The Securities and Exchange Commission stands accused of trying to “vastly expand its authority” in a lawsuit filed by three investment industry associations.
The case has been filed by the National Association of Private Fund Managers, the Alternative Investment Management Association, and the Managed Funds Association, which say the regulator has adopted a “sweeping, unprecedented new interpretation of a 90-year-old statute,” referring to the expanded definitions of “dealer” and “government securities dealer” within the Dealer Rule.
“The US SEC has exceeded its statutory authority by incorrectly concluding that customers of dealers may be dealers themselves – a clear departure from the statutory definition and understanding of what has meant to be a securities ‘dealer’ for the past 90 years,” said Jack Inglis, AIMA CEO. “This rule will force certain hedge funds – who are not dealers and have never been considered dealers – to either register as dealers, thereby subjecting them to an unworkable regulatory framework, or force them to significantly curtail or cease altogether their trading activity. Both results will lead to unnecessary and significant harm to markets, investors, and certain funds.”

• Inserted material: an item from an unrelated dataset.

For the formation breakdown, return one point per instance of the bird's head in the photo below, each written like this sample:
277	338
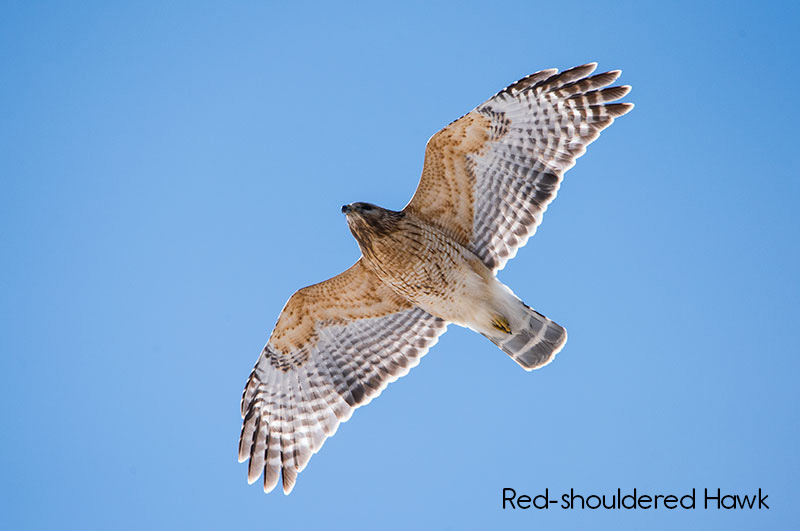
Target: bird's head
367	220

Inglis added that the associations have not taken the decision to challenge the SEC lightly but feel the new definitions threaten the future of certain funds and strategies.
The three industry bodies believe that if the rule stands, regulated market participants such as RIAs may be deterred from investment in certain asset classes, including US Treasuries.
The petition to the U.S. District Court for the Northern District of Texas in Fort Worth is seeking to have the rule vacated.